Il ne fut guère philo sémite. C’est le moins que l’on puisse dire. Son antisémitisme fut constant et consternant. En 1913, il jugeait les Juifs « cauteleux au fond de leur race». En 1940, dans ses lettres à sa mère, il se lâche « estimant que la défaite est une miraculeuse victoire. Si nous avions vaincu par les armes, la pourriture triomphait, plus rien de propre n’aurait jamais pu prétendre à vivre ». Autre florilège de ses conversations intimes : « Les Juifs passent un sale moment ! Leur soif aveugle de l’argent avait pourri le pays ! ». « L’argent, les Juifs et la franc-maçonnerie, tout subira la loi juste. Ces forteresses honteuses seront démantelées ».
Il fut fasciste ou du moins fascisant dans ses années parisiennes après la première guerre mondiale, militant au Faisceau, premier parti fasciste français. Avec son excellent ami Pierre Winter ainsi que l’ingénieur Francois de Pierrefeu et Hubert Lagardelle, il crée la revue Plan, puis la revue Prélude qui témoignent toutes deux d’une adhésion au fascisme et une aspiration au totalitarisme.

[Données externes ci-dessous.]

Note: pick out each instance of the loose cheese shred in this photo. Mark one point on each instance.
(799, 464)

Il ne pouvait échapper au pétainisme. D’emblée, il salue Pétain comme une chance pour la France : «Il s’est fait un vrai miracle avec Pétain. Tout aurait pu s’écrouler, s’anéantir dans l’anarchie. Tout est sauvé et l’action est dans le pays.» Il est enthousiaste et propose ses services à Vichy dès 1940. Il devient même conseiller pour l’urbanisme auprès du gouvernement. Pourtant, aucun de ses projets ne sera retenu. Ce n’est pas faute de s’être démené. Il a laissé quelques écrits qui ne font pas mystère de ses projets et de leur esprit : « Urbanisme de la Révolution nationale », « Sur les quatre routes », « Destin de Paris », « La Maison des hommes ». On y trouve un certain nombre de formules pour le moins ambigües: « L’animal humain est comme l’abeille, un constructeur de cellules géométriques ». Ou bien « On fait propre chez soi. Puis on fait propre en soi »…

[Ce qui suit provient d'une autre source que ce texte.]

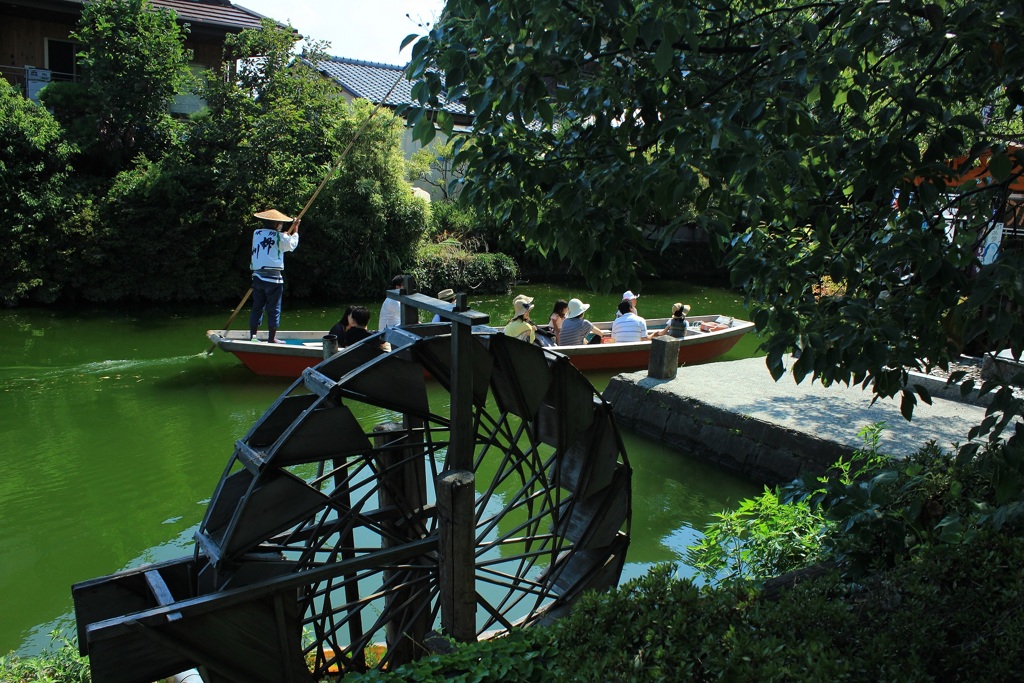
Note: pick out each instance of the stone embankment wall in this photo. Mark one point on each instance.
(763, 452)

Il n’a pas réussi à percer sous Vichy, mais retombe rapidement sur ses pieds. Le voilà, en 1942, conseiller de la fondation d’Alexis Carrel dont il partage les idées eugénistes. Pour ceux qui auraient oublié, rappelons qu’ Alexis Carrel est ce chirurgien français, pionnier de la chirurgie vasculaire qui fut prix Nobel de médecine en 1912 et l’auteur d’un livre au trouble succès « L’homme cet inconnu »(1935) où il plaide pour l’eugénisme recommandant notamment à la société de se débarrasser des plus faibles qui sont indignes de vivre. Il faudra attendre 1944 pour voir Le Corbusier se rendre compte que « la page tourne et qu’il faut décider de l’admettre ».
Et c’est dans la France de la reconstruction, soutenu par le ministre Claudius-Petit et adulé par Malraux que Charles Edouard Jeanneret-Gris va faire son nid, et incarner une forme de génie de la France gaulliste. Il aura habilement maquillé son passé, bénéficié de quelques soutiens notables qui surent marier la célébration patriotique avec l’amnésie sélective, et réussi à être enfin reconnu à sa juste valeur qu’il estimait grande.
Le passé a fini par le rattraper, Clio a bonne mémoire, elle n’est pas fille de Mnémosyne pour rien. Et elle continue de s’interroger. En se posant notamment la question à propos de l’architecte qui tout au long de sa vie aima l’ordre, la hiérarchie, la discipline et la normalisation si ses convictions n’inspiraient pas ses projets et réalisations. Souvenons-nous de cette standardisation à forte valeur morale qui veut qu’on fasse propre chez soi avant de faire propre en soi, que nous avions évoquée plus haut.
On opposera à ce constat pour le moins contrasté la qualité d’une œuvre bâtie et pensée qui fait partie de l’héritage culturel du 20e siècle. Les fanas du Corbusier comme les adeptes du modernisme ne peuvent nier l’influence de l’intéressé sur l’architecture contemporaine ni celle qu’il continue d’exercer sur les architectes et décorateurs contemporains. Que ce fait acquis n’édulcore en rien le côté sombre d’un individu nettement moins grand que son œuvre. Et qu’on ne vienne pas nous masquer la gravité de son errance sous le prétexte qu’il aurait fait comme tous les autres, car c’était le Zeitgeist, l’esprit de l’époque, qui voulait cela. Il avait l’intelligence et la culture requise pour ne pas suivre cette route-là. Qu’on ne vienne surtout plus nous parler du visionnaire humaniste. Il se situe aux antipodes de l’humanisme, une notion décidément galvaudée avec allégresse. Né en 1887 à la Chaux-de-Fond, le plus Français des Suisses, si bien récupéré par notre pays au point d’en faire un ambassadeur de son génie national, avait 58 ans à la Libération. Il avait passé l’essentiel de sa vie à flirter avec le fascisme et les idéologues de la droite nationale.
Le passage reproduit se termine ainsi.